If you lived within range of Nashville’s WSM radio station from late 1950 to late1951, and were an early riser, you could hear Hank and the a backing band  (early on the Drifting Cowboys later the Owen Bradley Quintet) live between 7:15 and 7:30 a.m. Hank and the boys (and sometimes his wife Audrie) would cut up with announcer Louie Buck, tell tales, pitch for the sponsor -Mother’s Best Flour, Cornmeal and animal feed and, yes, sing songs.

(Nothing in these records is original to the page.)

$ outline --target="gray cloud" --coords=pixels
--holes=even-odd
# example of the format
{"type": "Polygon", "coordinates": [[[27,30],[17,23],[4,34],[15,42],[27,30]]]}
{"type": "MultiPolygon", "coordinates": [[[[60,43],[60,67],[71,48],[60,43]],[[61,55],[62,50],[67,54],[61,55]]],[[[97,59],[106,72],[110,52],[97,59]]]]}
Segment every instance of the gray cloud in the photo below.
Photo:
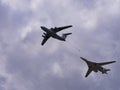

Some of which were just a few days old and, with their seeming simplicity off-the-cuff style performance, belied their endurance as distinctive templates that guided many preceding songwriters in the craft of popular and country music.

Hank Williams: The Complete Mother’s Best Recordings….Plus! is fifteen audio discs containing seventy-two complete fifteen minute shows with over eighteen hours of great sounding songs from his childhood, such as “On Top of Old Smoky, and debuts of new recordings like Cold, Cold Heart and I Can’t Help It (If I’m Still In Love With You) and Blue Eyes Crying in the Rain (and here I thought Willie Nelson wrote that one.) The real treat here is the between the music banter showing the human side of Hank as he jokes and chews the fat with Louie and the boys.

The “plus” in The Complete Mother’s Best Recordings…plus! is a DVD featuring two of Hank’s original band members, Don Helms and Big Bill Lester, last interviews. there is also a 108 page book, written by respected music writer and Hank Williams historian, Colin Escott, along with an introduction by Hank Williams, Jr. and afterword by Jett Williams.  This deluxe, limited box set is packaged in an antique working radio where the listener presses the radio dial and selections of Williams will play.